Lombardo sulle ali della libertà

L’articolo di oggi su la Repubblica.

A pagina 18 è di schiena sul suo cavallo preferito. Qualche centimetro patinato più in là sono ritratti i suoi cani cirniechi e il pollaio coi galli “Verona”. Sotto, il titolo. Cinematografico quanto basta per celebrare senza sbavare: “A Ramacca sulle ali della libertà”.
Il pezzo forte di Terrà, mensile dell’Assessorato regionale all’Agricoltura risorto dalle ceneri di se stesso (il numero uno del 2011 è stato dato alle stampe solo in questi giorni), è tutto nelle quattro pagine in cui il governatore della Sicilia Raffaele Lombardo racconta il suo tempo libero trascorso in un “rifugio dove il tempo si è fermato”. E lo fa con serenità, come se anche quelle pagine di giornale fossero, esse stesse, rifugio, dimora, tana.
L’occasione era imperdibile. Ieri l’abbinamento di Terrà col Sole 24 ore segnava una tappa memorabile: la rivista dopo sette anni di vita, e un’overdose di fondi pubblici, conosceva finalmente un’edicola vera. Un momento di prezioso realismo per un house organ che un tempo si spacciava per multimediale e che adesso lascia su internet solo mucchietti di cenere: i siti collegati a Terrà o sono fuori uso o sono in vendita (per Terrasicilia.it un’azienda barese accetta offerte da 450 euro in su).
Un governatore sorridente, dunque. Sarà che il periodico è gestito dalla sua amministrazione, sarà che è finanziato da tutti noi contribuenti, sta di fatto che il Lombardo letto su Terrà è docile e incline alla saggezza bucolica: “Tutti siamo domati”, chiosa a proposito di un ragionamento sui suoi cavalli. “Bisogna vedere chi lo fa e per quali fini”. Sarebbe interessante chiedere quanto conta chi tiene le redini, ma l’articolista vola alto tra letture estive, aranceti, paesaggi da sogno e abbigliamento di campagna.

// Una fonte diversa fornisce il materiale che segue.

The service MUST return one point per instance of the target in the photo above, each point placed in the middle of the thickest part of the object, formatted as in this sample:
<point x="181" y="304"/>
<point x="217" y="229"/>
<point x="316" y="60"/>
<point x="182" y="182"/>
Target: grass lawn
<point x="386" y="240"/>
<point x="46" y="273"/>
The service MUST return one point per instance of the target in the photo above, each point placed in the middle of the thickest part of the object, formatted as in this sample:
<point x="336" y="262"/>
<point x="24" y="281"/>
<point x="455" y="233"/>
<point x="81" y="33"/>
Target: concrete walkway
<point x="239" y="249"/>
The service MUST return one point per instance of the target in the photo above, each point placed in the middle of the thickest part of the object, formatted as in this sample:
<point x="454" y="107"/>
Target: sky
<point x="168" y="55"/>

Fino alla domanda cruciale, quella che a meno che non si viva in un film di fantascienza non prevede altra risposta che una risata: “Cinquant’anni fa immaginava che un giorno sarebbe diventato presidente della Regione?”. E Lombardo, con semplicità studiata risponde seriamente: “No, pensavo di fare l’avvocato”.
Venti e rotti anni fa uno sfasciacarrozze  del Palermitano aveva acquistato i resti di un aereo precipitato in mare. Un giorno si trovò davanti un inesperto cronista che gli chiese se aveva intenzione di comprarne altri, di aerei. Quello ci pensò e ineluttabilmente rispose: “Sì, se cadono”.
Il Lombardo pensiero catturato nella landa libera di Ramacca dal giornale di cui lo stesso Lombardo è dominus corrisponde alla carcassa di un giornalismo che non è neanche rottamabile, tanto è consunto.
Politici, portaborse, addetti stampa, simpatizzanti, consulenti, dovranno capire, prima o poi, che lo spot più efficace è quello a pagamento. Altrimenti non è che non funzioni, diventa un’altra cosa. E non sempre per colpa del potente di turno: il servilismo, in molti casi, non è l’atto violento del padrone, ma la tentazione del servo.

Pubblicato da

Gery Palazzotto

Palermo. Classe 1963. Sei-sette vite vissute sempre sbagliando da solo. Sportivo nonostante tutto.

3 commenti su “Lombardo sulle ali della libertà”

  1. E’ davvero un gran peccato che la villa di ispica sia sotto sequestro altrimenti nel prossimo numero ci toccava di leggere un’altra intervista per par condicio mari & monti!